A great deal of money and effort has been spent over the past several months to make the fight over Ballot Measure 2 seem more nuanced and complicated than it actually is. Fundamentally, the choice before Alaska voters is simple. Do we want to return to a system in which Alaska’s two major political parties (and their most extreme partisans) overwhelmingly control the choices Alaskans have in general elections? The bill would repeal the initiative passed by voters in 2020 and eliminate ranked-choice voting and open primaries. And it’s no coincidence that the bill’s proponents focused on RCV, whose benefits are more subtle and gradual than open primaries. That’s because Ballot Measure 2 supporters want to abolish RCV, but their real power grab is to give political parties back control of candidate selection by eliminating open primaries. Alaskans should reject that effort.
Although open primaries were not a focus when the 2020 Ballot Act that enacted RCV was passed, its benefits have since become clear and substantial. Rather than choosing candidates from one party, voters will now be able to choose their favorite among all registered parties in each election, with the four parties that advance to the general election being the most popular choices. That’s guaranteed.
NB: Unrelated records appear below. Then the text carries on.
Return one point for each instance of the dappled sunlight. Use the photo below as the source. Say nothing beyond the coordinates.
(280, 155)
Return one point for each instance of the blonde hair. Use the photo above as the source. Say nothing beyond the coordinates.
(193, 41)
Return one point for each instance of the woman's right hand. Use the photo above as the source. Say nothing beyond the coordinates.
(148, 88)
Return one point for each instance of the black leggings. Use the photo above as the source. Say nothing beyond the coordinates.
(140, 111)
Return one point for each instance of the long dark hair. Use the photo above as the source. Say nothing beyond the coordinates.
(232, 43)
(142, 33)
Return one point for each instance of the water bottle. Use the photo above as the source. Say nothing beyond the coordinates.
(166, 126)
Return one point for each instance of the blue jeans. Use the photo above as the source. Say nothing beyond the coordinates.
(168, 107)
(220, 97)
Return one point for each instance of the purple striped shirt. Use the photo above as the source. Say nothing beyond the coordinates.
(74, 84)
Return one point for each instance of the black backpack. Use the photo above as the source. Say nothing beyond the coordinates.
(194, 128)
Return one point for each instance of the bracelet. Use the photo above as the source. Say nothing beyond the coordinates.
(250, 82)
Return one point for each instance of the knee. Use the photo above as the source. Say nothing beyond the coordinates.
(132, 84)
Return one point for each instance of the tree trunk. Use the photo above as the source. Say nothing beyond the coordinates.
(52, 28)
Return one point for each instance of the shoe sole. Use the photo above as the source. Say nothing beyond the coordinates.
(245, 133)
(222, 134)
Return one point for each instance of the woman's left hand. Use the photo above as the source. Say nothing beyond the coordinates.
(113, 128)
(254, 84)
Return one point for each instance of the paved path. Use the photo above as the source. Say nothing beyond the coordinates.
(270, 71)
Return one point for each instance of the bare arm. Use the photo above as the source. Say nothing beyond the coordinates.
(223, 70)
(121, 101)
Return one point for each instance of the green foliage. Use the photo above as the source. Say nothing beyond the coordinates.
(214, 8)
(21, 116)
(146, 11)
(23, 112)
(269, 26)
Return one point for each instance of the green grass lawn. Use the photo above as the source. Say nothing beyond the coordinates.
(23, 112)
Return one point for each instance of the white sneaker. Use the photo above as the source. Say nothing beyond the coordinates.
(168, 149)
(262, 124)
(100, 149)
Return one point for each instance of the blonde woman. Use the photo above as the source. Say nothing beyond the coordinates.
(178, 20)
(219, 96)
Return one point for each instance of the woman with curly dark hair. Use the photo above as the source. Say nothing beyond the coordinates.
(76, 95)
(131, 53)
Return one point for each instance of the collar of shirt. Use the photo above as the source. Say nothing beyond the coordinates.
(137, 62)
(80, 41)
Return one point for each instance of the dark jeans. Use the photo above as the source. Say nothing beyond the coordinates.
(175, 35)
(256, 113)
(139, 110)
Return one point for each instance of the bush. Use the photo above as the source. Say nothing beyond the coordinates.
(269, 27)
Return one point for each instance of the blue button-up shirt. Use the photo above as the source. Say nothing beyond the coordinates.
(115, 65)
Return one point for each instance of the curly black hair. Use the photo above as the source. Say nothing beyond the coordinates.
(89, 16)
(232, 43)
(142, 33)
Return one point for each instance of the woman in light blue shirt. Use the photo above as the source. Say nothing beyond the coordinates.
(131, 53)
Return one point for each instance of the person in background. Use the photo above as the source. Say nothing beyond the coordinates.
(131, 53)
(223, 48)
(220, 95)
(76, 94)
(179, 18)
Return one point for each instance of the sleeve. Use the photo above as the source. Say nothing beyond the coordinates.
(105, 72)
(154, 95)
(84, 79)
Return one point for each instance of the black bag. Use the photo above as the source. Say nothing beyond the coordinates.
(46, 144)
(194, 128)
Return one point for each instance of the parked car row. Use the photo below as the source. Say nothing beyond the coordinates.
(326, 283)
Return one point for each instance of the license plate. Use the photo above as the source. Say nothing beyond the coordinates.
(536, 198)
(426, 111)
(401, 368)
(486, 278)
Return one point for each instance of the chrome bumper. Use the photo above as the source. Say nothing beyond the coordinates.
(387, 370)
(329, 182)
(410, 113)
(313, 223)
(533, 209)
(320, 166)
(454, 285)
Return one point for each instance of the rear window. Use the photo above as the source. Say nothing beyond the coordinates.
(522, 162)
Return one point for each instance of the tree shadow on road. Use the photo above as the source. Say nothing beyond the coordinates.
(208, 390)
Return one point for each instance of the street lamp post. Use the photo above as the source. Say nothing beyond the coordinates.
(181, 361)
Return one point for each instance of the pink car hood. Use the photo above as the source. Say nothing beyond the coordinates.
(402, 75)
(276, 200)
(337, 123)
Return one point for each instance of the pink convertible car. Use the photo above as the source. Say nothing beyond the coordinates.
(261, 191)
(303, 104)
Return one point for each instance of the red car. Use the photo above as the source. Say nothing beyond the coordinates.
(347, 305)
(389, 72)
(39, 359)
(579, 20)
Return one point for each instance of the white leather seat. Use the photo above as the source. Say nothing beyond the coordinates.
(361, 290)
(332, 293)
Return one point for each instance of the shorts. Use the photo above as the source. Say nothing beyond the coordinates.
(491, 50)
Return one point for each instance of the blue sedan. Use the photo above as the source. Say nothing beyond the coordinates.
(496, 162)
In contrast, the old system rewarded the most extreme candidates who pandered to the basest instincts of party members. The clearest example of this trend was Sen. Lisa Murkowski’s loss to Fairbanks attorney Joe Miller in the 2010 Republican primary. Although his extreme positions were deeply unpopular with Alaskans as a whole, they were extremely popular among the small number of Republicans who came to vote. August. As a result, Mr. Murkowski had to launch a historic write-in campaign to block objectively bad candidates simply because they failed his party’s ideological purity test. Ta.
Under the old system, Alaska paid for closed partisan primaries with public money, but political parties benefited. Why would you want to go back to that?
Ranked-choice voting itself is also successful in providing incentives for lawmakers to focus on getting the job done rather than putting red meat into the political base. There will always be representatives representing highly partisan districts, so far-right Republicans and far-left Democrats are in no danger of disappearing from state politics, but in a significant number of races, RCV has It has made us realize that we have the best chance to win. Dominance means that it is attractive to at least some opposition voters, and that slandering them is not a wise move. The result is a realistic representation that doesn’t lean too far in one direction or turn its nose up when political opponents show a willingness to work on bipartisan solutions. Additionally, there will be four slots for each race on the general election ballot, giving a fair impact to independent candidates and candidates from parties that do not fall into the RD dichotomy.
American politics these days is even more difficult, divisive, mean, and sometimes downright dangerous than we’ve seen in recent decades. We should not reward extremists who grandstand and do everything they can to prevent our system from working. We need to encourage people interested in participating and collaborating with each other. That’s exactly what open primaries and RCVs do. Alaska is slowly bringing the rest of the country back from the brink of extreme partisan conflict, and party hacking groups that raise money from party members’ hatred of “the other side” are pushing us back to the old state. We are doing everything we can to bring it back. Broken system.
Please don’t let me. This election, vote no on Ballot Measure 2 to keep political power in Alaska with voters.